Most snakes have six rows of recurved solid teeth, arranged on the dentary bones of the lower jaw, and both the maxilla (outer) and pterygoid-palatine (inner) bones of the upper jaw. A few snakes lack teeth from some bones — for example, the blindsnakes (Typhlopidae) lack teeth from the dentary bones, the threadsnakes (Leptotyphlopidae) lack teeth from the maxillae, and African egg-eating snakes (Dasypeltis) possess only a few teeth on the rear of the dentary and maxilla. The homologous nature of solid, ungrooved snake teeth makes it easy to distinguish snake fossils from those of lizards, which exhibit greater diversity of tooth type and shape.

SENSE ORGANS

Snakes are highly sensory animals whose sense organs differ from those of mammals. They lack an external ear or a tympanum, but they do possess a highly developed inner ear, with which they detect vibrations picked up by the columella bone, attached to the quadrate bone of the jaw. Snakes are not technically deaf; they just hear in a different way to other terrestrial vertebrates.

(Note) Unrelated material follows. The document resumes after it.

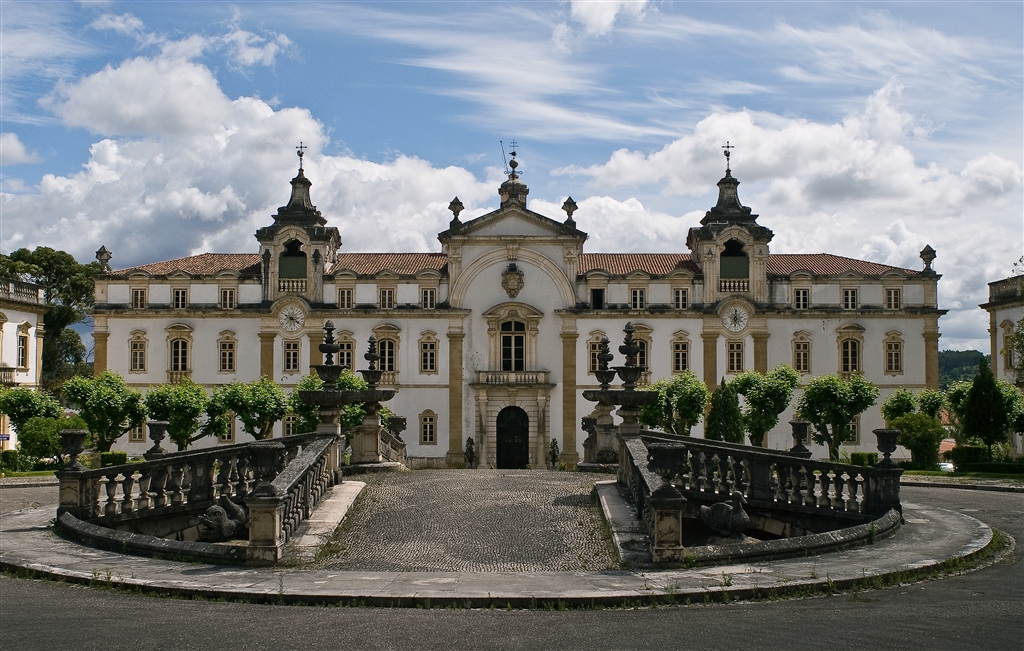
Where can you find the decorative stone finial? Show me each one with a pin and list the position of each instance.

The snake's eyesight is also misunderstood. The retina of a vertebrate eye contains visual cells: rods, for night vision; and cones, for color vision and visual acuity. Fossorial blindsnakes may have eyes that are little more than photo-sensitive cells, warning them when they are exposed to daylight, but other snakes possess more elaborate vision. The pupils of diurnal snakes are round, whereas those of nocturnal or crepuscular snakes are vertically elliptical, or "catlike," providing the eye with more control over how much light reaches the retina. Many diurnal snakes also have dichromatic or trichromatic color vision.

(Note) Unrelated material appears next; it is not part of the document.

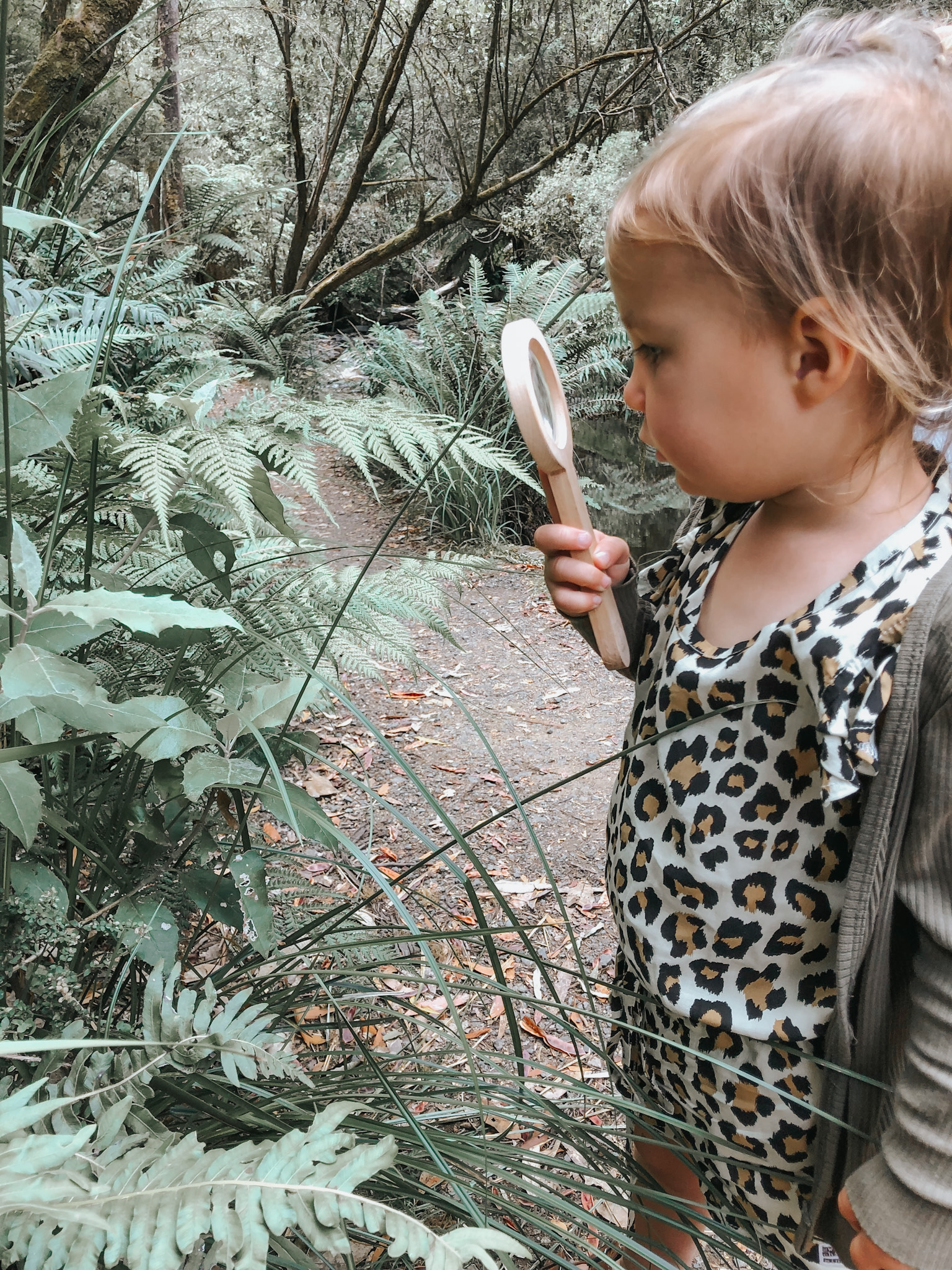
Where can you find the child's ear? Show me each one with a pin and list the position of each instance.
(822, 361)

The laterally positioned eyes of a snake provide it with 100–160-degree vision, but probably the best vision of any snake is that of the diurnal Asian treesnakes (Ahaetulla), which have horizontal keyhole-like pupils and a grooved snout, down which they can sight up their prey. This arrangement provides a 45-degree overlap in forward vision from both eyes, effectively providing binocular vision. These treesnakes also have a highly sensitive fovea centralis, a cone-heavy depression in the retina, enabling them to detect the slightest movements of a camouflaged lizard in the vegetation, and accurately judge distance to target.

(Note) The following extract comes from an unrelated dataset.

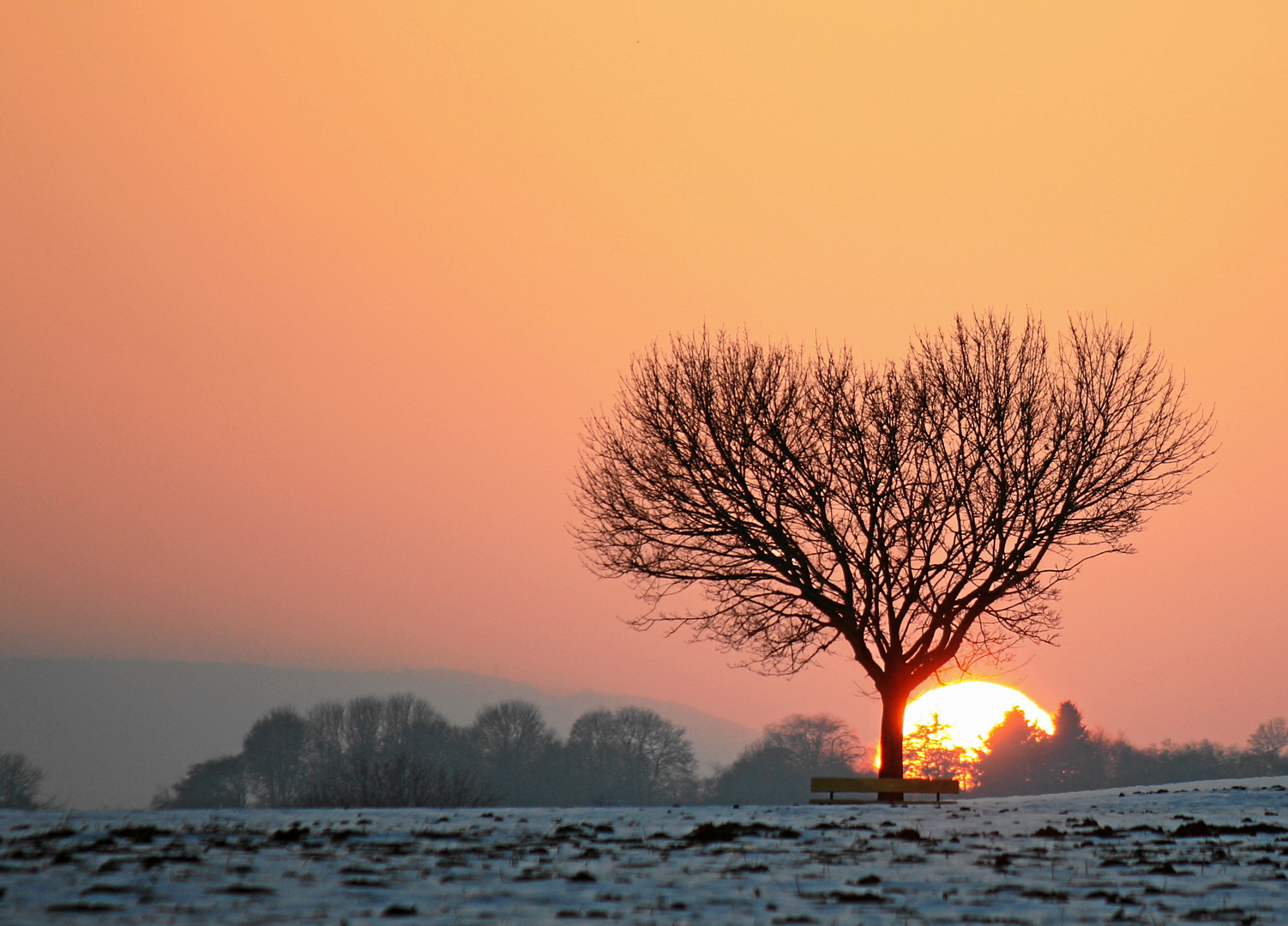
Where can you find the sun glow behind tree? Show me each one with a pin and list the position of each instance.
(946, 728)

In those species that spend their time underwater or buried in the sand, the eyes are often located in a more dorsolateral position, permitting vision without exposing the head. The Namib Sidewinding Adder (Bitis peringueyi) is one such sand-dweller with dorsally positioned eyes.

All snakes have a forked tongue. Located in the front of the lower jaw, this is often in continual movement, flicking in and out of the closed mouth through a small opening, the lingual fossa. Environmental molecules are transported on the tongue to a vomeronasal organ (olfactory sense organ) in the roof of the mouth, known as the Jacobson's organ, allowing snakes to track down either a mate or prey, and find their way around their home range. But they do not need to flick their tongues in order to smell — snake nostrils are also packed with sensitive olfactory tissues.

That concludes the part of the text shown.